Software Patents: Court of Appeal Ruling

December 1, 2014

In Lantana Ltd v The Comptroller General of Patents, Design and Trade Marks [2014] EWCA Civ 1463, the Court of Appeal has supported the rulings of the Comptroller and Birss J and ruled against granting a patent in respect of software. As Arden LJ put it, ‘the invention is no more than the computerisation of a process which could already be done without a computer’.

Despite the relatively easy conclusion of the claim, the case is of interest for the discussion by Arden LJ and Kitchin LJ of the various exceptions to exclusion which might have applied.
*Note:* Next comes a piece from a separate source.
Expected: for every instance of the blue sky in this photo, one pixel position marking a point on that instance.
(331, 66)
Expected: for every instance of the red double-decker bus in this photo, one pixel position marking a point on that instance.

As readers will know, computer programs are not wholly excluded from patent protection; they are excluded unless the applicant shows that his application goes beyond an application for a computer program ‘as such’. 

Lantana’s application related to a method of extracting and transferring data between two computers.  It works when both computers are linked up to the internet and one makes a request to the other for a file.  The local computer will have a list of the documents on the other computer. The user of the local computer sends an e-mail message to the other which automatically responds by sending a message to the local computer with the file attached.  Arden LJ illustrated this by using the example of a solicitor who had gone to South America and wished to use a precedent for a joint venture agreement which he had on his desk computer in his London office. He or she could use the software to get the file for use where he or she was located abroad without the need for continuous connection to the server in London and the risks of being hacked while so connected or losing the connection. 

In seeking to claim that there was a technical contribution, Lantana relied on Decision 83/0006 IBM (where a method of communication between programs and files held on different computers was held to be patentable).  However, while acknowledging the similarity, Arden LJ stated (at [42]) ‘that decision is now over twenty years old and this is a very fact-sensitive area … It cannot be right… that simply because at one point in history a process constitutes a technical contribution that the same or similar process, even if novel, will constitute a technical contribution for all time’.  She went on to observe (at [53]):

It is not the fact that the invention relates to a computer program that renders it un-patentable.  The exclusion is not so worded.  It is worded as a partial exclusion.  The invention must make some technical contribution over and above that provided by the program itself, such as an improvement in the working of the computer ….  In this case, there was no technical contribution outside the computer program. The transfer of data and recovery of the file by an automatic email were not inventive steps in themselves.  Thus I conclude that the computer program does not relevantly operate as more than a program.  Lantana may overcome the hurdle of achieving a novel and inventive step but it has not overcome the hurdle of being excluded matter under section 1(2) of the PA 77.  This appeal must be dismissed.